Environmental Attorneys’ Amici Briefs Get It Right

In Prairie Rivers Network v. Dynegy Midwest Generation LLC, the Seventh Circuit accepted several amicus briefs that went beyond duplicating party arguments and instead provided unique legal, historical, and practical perspectives on Clean Water Act issues. Judge Michael Scudder highlighted these briefs as models for effective amicus advocacy, emphasizing their value in offering new analysis, regulatory context, and technical insight to aid the court’s decision-making.

Get in that Chicken Suit! The Role of Facts Outside the Court Record in Appellate Review

In Mitchell v. JCG Industries, Inc., the Seventh Circuit, in a majority opinion by Judge Posner, rejected poultry workers’ claims that donning and doffing sanitary gear during lunch breaks constituted compensable work under the Fair Labor Standards Act. While acknowledging the trial court record did not resolve the dispute over how long the process took, the court conducted an in-chambers experiment with court staff to test the claim.
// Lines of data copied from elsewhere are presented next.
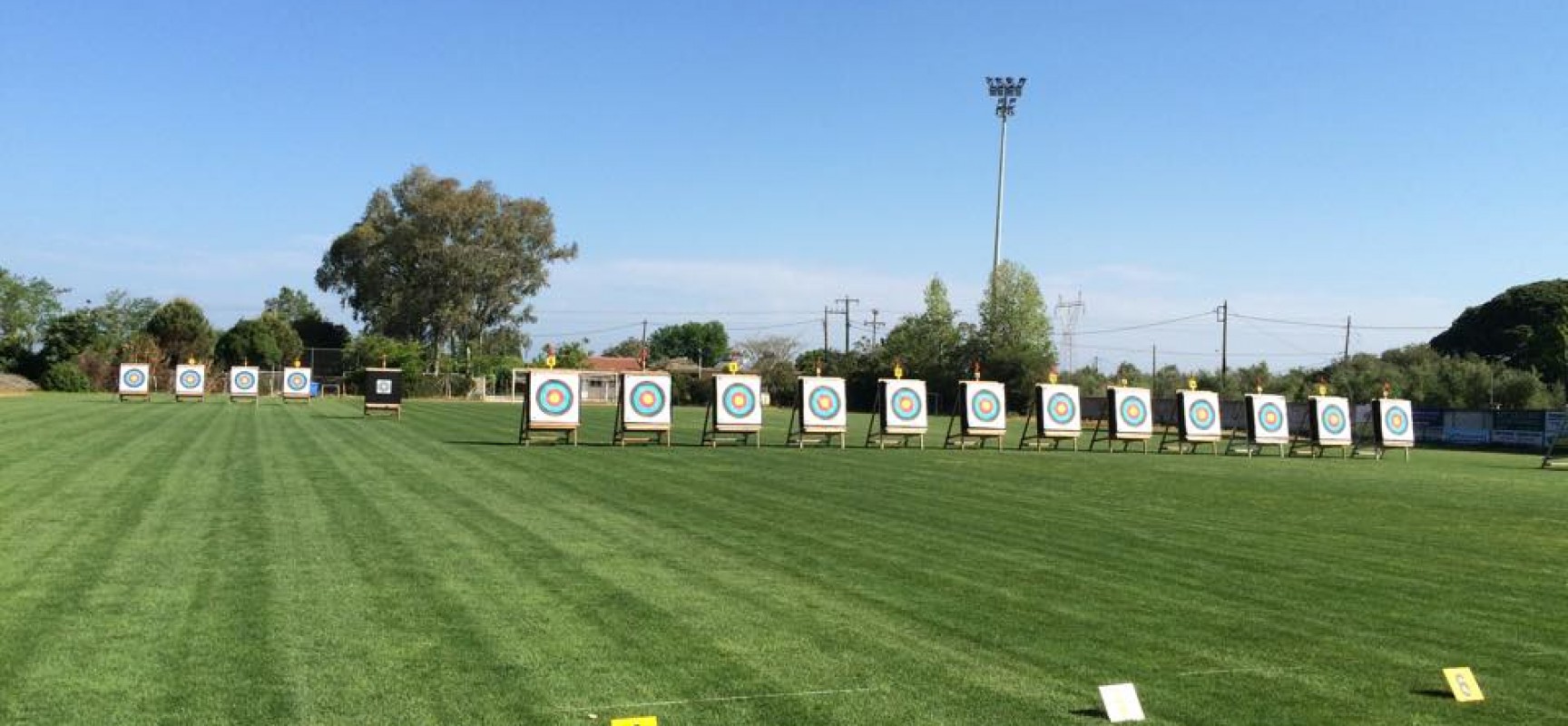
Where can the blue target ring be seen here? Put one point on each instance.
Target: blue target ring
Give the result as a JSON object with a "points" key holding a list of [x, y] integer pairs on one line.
{"points": [[1060, 408], [905, 405], [555, 397], [1134, 411], [1270, 417], [985, 407], [1333, 419], [1201, 416], [739, 400], [1396, 420], [824, 402], [648, 398]]}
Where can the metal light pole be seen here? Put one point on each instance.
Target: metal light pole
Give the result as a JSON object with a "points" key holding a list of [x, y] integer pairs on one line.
{"points": [[1005, 92]]}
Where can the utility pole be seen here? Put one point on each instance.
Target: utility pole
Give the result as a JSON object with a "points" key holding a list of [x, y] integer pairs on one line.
{"points": [[1348, 338], [846, 310], [874, 325], [1223, 312], [1066, 322], [825, 312]]}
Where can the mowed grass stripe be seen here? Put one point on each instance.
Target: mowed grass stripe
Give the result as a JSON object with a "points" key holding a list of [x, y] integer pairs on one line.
{"points": [[309, 566]]}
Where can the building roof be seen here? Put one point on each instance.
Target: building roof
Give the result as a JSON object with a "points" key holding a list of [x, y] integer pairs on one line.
{"points": [[613, 364]]}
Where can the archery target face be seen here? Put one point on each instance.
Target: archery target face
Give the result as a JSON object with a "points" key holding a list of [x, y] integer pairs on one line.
{"points": [[904, 405], [985, 405], [554, 397], [1270, 420], [1331, 422], [1200, 415], [822, 403], [738, 400], [645, 398], [297, 381], [135, 378], [190, 380], [1132, 411], [1393, 420], [245, 380], [1059, 408]]}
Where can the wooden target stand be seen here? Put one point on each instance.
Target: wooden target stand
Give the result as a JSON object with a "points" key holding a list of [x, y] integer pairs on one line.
{"points": [[1106, 430], [882, 432], [715, 433], [968, 435], [639, 432], [800, 433]]}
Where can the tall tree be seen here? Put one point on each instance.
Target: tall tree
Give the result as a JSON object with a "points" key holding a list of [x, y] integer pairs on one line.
{"points": [[27, 305], [439, 262], [701, 342], [182, 331], [1523, 325], [1014, 339]]}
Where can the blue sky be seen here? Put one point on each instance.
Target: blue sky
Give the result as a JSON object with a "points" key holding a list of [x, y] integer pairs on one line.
{"points": [[749, 162]]}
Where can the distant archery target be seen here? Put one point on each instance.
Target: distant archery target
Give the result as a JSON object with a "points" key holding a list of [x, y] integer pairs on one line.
{"points": [[985, 405], [1131, 415], [1062, 408], [1395, 427], [906, 405], [648, 398], [133, 378], [1059, 409], [736, 403], [243, 381], [1270, 417], [190, 380], [555, 398], [739, 400]]}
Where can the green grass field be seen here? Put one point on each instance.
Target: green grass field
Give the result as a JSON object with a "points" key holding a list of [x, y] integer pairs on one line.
{"points": [[228, 564]]}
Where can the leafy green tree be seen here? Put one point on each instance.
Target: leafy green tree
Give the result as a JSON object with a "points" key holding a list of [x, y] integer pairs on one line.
{"points": [[701, 342], [27, 305], [182, 331], [443, 264], [1014, 339], [1527, 325]]}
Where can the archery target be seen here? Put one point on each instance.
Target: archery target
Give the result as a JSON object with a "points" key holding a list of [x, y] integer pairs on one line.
{"points": [[135, 378], [1059, 409], [1330, 419], [1393, 422], [554, 397], [738, 400], [190, 380], [985, 407], [645, 400], [297, 383], [245, 380], [1269, 419], [1200, 415], [904, 405], [822, 403], [1131, 413]]}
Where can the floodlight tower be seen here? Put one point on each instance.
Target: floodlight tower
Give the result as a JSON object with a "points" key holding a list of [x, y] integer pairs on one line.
{"points": [[1005, 92]]}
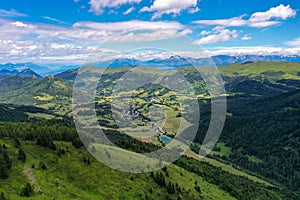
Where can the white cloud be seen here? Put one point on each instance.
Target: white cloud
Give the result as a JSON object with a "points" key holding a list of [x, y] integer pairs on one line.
{"points": [[129, 10], [11, 13], [55, 20], [218, 36], [258, 19], [160, 7], [130, 25], [22, 41], [246, 37], [294, 43], [149, 36], [280, 12], [98, 6], [205, 32]]}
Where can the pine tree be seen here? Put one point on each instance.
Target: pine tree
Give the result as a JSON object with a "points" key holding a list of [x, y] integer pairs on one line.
{"points": [[26, 190]]}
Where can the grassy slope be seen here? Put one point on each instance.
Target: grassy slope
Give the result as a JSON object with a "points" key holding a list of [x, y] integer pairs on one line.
{"points": [[278, 70], [68, 177]]}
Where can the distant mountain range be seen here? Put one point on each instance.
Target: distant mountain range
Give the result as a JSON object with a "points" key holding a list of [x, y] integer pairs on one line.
{"points": [[25, 73], [172, 62]]}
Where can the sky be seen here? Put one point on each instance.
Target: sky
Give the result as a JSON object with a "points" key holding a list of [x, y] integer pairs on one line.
{"points": [[76, 31]]}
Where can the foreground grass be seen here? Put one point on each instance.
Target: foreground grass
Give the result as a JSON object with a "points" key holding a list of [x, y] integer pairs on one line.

Posner emphasized that the experiment was intended as background context to illustrate the de minimis nature of the task, not as adjudicative evidence, and underscored that common sense can inform judicial reasoning when no reasonable jury could find otherwise. The case highlights the tension between using background facts to “bring an opinion to life” and the traditional fact-finding role of the trial court.